Monolaurin: Better than you Thought

October 11, 2020

Monolaurin - Better than you Think


You've heard of some of the back and forth about coconut oil, but have you heard of monolaurin? It turns out to be quite an interesting compound. Coconut oil is about 50% lauric acid. It is the 12 carbon chain in coconut oil that has a melting point just at your skin temperature, so is ideal for being a foundational fat for many beauty products. The other two main ingredients are shorter fatty acids being 10 and 8 carbons long. They are liquid at room temperature so make up the ingredients of MCT oil. When you eat coconut oil or any coconut, you will make some monolaurin in your natural digestion of it. But the actual product monolaurin is the product of binding lauric acid with glycerin, the otherwise foundation of "triglycerides". It's easy to manufacture and has its own powerhouse of benefits.


Here are some of them. For example, the scourge of MRSA in hospitals with its terrible antibiotic resistance has been found to be markedly helped by taking monolaurin in addition to vancomycin (in lab rats). Mortality dropped from some 88% to about 40% when monolaurin was added. That's quite a benefit.

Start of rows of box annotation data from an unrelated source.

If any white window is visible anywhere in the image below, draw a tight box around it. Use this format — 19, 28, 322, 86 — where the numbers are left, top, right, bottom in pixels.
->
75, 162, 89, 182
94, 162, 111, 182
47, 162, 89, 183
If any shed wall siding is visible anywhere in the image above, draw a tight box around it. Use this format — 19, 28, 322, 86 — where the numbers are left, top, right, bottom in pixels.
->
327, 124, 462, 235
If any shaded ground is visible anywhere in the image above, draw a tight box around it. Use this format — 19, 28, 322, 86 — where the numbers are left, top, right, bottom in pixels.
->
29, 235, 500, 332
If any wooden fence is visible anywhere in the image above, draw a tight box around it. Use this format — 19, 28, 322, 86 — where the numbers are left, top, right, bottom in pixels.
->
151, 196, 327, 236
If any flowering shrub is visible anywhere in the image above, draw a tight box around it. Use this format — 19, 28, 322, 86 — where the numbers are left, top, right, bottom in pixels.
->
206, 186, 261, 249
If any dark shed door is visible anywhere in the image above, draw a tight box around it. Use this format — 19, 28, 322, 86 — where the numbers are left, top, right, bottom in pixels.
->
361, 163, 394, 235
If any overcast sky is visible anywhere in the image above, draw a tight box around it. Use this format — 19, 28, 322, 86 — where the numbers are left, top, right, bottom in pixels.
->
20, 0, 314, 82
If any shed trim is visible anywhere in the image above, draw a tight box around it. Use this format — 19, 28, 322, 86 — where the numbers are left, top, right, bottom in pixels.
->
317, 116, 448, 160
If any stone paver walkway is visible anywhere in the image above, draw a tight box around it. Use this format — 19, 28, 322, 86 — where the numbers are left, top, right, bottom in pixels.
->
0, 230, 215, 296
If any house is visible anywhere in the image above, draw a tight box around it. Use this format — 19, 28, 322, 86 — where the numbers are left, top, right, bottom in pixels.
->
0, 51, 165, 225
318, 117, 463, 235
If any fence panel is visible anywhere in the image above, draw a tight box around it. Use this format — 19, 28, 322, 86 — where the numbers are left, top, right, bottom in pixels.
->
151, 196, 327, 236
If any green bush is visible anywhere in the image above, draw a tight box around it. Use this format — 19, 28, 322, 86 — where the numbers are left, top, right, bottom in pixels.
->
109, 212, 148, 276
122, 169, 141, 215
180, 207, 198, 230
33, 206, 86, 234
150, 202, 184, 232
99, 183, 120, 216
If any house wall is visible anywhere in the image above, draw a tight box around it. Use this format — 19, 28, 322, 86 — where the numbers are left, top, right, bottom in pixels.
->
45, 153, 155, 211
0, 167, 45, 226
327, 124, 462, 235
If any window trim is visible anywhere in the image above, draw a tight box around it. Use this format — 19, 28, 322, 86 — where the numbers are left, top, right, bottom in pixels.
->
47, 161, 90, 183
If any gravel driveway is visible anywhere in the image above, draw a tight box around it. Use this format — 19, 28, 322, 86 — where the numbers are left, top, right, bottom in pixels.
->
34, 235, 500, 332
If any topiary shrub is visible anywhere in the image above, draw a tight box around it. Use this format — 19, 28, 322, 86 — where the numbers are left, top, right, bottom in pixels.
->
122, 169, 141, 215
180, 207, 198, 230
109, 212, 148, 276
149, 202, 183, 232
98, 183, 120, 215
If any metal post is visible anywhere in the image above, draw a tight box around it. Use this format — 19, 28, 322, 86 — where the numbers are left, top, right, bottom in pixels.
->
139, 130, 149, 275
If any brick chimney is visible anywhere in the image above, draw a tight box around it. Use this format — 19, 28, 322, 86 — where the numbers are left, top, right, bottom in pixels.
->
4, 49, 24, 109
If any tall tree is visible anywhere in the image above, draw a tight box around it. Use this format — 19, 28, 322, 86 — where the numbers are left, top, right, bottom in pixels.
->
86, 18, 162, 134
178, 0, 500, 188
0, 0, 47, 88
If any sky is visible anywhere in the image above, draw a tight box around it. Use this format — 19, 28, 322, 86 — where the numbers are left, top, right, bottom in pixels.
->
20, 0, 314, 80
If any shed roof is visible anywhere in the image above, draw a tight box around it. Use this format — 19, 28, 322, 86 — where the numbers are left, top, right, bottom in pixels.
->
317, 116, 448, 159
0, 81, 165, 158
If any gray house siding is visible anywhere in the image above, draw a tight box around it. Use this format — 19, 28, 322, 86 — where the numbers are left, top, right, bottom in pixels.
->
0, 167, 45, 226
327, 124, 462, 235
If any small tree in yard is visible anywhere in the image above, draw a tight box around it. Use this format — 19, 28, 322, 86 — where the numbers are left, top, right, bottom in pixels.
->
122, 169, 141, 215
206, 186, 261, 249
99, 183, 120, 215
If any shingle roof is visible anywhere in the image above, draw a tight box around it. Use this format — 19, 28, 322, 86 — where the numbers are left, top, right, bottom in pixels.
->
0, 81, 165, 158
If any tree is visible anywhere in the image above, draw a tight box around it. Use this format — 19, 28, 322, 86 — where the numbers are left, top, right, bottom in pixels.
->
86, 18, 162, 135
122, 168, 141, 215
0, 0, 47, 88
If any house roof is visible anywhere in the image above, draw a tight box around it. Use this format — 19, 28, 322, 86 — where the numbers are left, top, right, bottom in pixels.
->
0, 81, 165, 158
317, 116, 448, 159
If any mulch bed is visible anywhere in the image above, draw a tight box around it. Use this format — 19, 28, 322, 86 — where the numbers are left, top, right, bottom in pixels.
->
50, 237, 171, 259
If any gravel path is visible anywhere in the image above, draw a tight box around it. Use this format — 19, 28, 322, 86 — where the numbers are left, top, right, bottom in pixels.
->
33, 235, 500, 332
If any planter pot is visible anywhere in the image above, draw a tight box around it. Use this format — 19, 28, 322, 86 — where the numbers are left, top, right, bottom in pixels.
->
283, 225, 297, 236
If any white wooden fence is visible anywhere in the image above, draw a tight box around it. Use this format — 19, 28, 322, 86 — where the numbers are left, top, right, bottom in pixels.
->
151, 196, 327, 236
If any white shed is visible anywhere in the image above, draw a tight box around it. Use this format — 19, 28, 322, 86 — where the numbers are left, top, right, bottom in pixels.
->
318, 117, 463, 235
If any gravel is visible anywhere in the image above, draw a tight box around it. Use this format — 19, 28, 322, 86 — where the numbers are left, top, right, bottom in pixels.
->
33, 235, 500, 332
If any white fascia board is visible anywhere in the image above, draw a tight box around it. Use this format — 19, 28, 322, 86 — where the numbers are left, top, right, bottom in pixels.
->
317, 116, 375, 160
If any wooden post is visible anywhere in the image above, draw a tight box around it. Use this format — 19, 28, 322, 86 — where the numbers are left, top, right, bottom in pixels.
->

But let's talk autoimmune (AI) illnesses. Here is a Gordian knot that we have a terrible time controlling. What is the most common autoimmune illness? If you consider eczema to be an autoimmune illness, that's it! Some 25% of children and 10% of adults have it compared to Rheumatoid Arthritis, the "most common" mainline AI disease. You can treat eczema with a new antibody (dupilumab) targeting IL-4 and IL-13, two inflammatory cytokines meant to attack bacteria and viruses but get mistakenly turned on to attack your skin. When you give folks with eczema dupilumab, eczema gets better and the genes that are turned on in eczema get turned off. Magic. Works. Expensive.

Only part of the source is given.